I still don't see us experiencing low CPI growth for the next x years. We will end up having almost 3 percent CPI growth (even seasonally adjusted) in 2009!
I have responded:
It seems to me that you two are arguing the same point. Murphy is saying inflation is nigh because those reserves are going to be lent out eventually despite the Fed's best efforts, and Wenzel is saying that there will not be inflation until M2 takes off. Aren't those the same thing? I am not an economist, so I could be missing a nuance there. Is it just the difference in timeline? Murphy soon, Wenzel later?
Roso, Wenzel thinks that these reserves will not get into the money supply for two main reasons

1) A large proportion of the reserves represent loans which must be paid back

2) He is taken with argument in the cited fed paper which holds that the fed can stop the draining of the reserves by bumping up the interest they pay on them

I don't know enough about the various terms involved in the credit programs to say how strong an argument 1 is against inflation.

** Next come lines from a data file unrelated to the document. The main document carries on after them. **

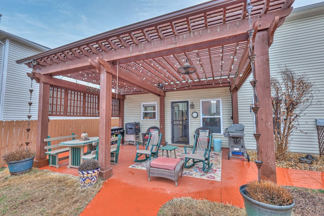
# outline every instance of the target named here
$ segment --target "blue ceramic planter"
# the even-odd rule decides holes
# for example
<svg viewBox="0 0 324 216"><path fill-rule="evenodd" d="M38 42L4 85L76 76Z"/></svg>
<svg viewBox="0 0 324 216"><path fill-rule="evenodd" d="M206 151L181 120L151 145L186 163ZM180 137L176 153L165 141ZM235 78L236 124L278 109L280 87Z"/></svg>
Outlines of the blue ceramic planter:
<svg viewBox="0 0 324 216"><path fill-rule="evenodd" d="M247 196L247 191L245 190L246 186L247 185L244 185L240 187L239 192L243 197L245 210L248 216L290 216L292 215L293 208L295 206L295 201L291 205L281 206L269 205L258 202Z"/></svg>
<svg viewBox="0 0 324 216"><path fill-rule="evenodd" d="M17 175L28 172L31 169L35 157L20 161L7 162L9 172L12 175Z"/></svg>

Argument 2 isn't all that convincing to me. The fed could up the interest they pay on reserves if they wanted stop them being drained down, but they could also boost interest rates in a recession. The important point isn't what the fed can do but what they're likely to do and I just don't see them trying to compete with market returns once things begin picking up, which is what they'd have to do to stop the reserves getting drained down.

My point is not that the Fed will raise rates to force the payback of the reserves, rather the loans are coming due, the Fed will say "Pay me" and the banks will pay with the excess reserves.

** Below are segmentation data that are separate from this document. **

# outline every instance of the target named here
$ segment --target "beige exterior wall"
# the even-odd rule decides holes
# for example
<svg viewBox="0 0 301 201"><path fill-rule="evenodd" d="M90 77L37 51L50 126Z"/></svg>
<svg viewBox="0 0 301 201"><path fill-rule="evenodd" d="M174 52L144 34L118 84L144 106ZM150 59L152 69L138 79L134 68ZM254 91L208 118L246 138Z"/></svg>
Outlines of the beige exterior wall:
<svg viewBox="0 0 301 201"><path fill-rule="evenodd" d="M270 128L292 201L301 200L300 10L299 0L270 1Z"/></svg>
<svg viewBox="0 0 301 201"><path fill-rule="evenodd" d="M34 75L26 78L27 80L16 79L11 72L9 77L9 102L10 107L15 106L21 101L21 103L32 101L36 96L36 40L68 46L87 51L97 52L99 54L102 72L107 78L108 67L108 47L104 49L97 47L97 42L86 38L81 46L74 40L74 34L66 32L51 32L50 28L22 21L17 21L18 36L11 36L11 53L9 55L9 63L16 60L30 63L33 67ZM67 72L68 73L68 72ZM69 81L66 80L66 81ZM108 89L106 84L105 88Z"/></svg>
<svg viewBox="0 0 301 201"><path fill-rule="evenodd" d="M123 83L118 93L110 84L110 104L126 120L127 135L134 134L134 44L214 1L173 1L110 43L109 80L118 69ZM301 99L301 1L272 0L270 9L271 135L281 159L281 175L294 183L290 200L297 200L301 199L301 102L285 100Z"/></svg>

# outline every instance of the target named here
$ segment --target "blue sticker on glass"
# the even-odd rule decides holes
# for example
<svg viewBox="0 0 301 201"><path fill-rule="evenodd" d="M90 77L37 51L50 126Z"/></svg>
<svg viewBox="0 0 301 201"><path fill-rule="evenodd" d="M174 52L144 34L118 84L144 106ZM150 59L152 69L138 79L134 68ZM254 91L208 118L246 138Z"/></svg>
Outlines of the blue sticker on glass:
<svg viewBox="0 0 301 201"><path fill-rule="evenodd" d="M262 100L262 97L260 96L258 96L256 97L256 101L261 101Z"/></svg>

The Fed research paper is more in line with having to allow the Fed funds rate to increase IF the money owed is not at the banks that have the excess reserves. I do not agree with that part of the paper.
What if the banks can't pay back the excess reserves they hold because they are still insolvent and they've been using the excess reserves to pad their balance sheets, while the other assets they still hold continue to decline in value (and non-performing loans continue to pile up)?

In a fiat currency system in 2009, that's no trouble at all for the Fed.

Makes you want to go out and buy some gold and silver, eh?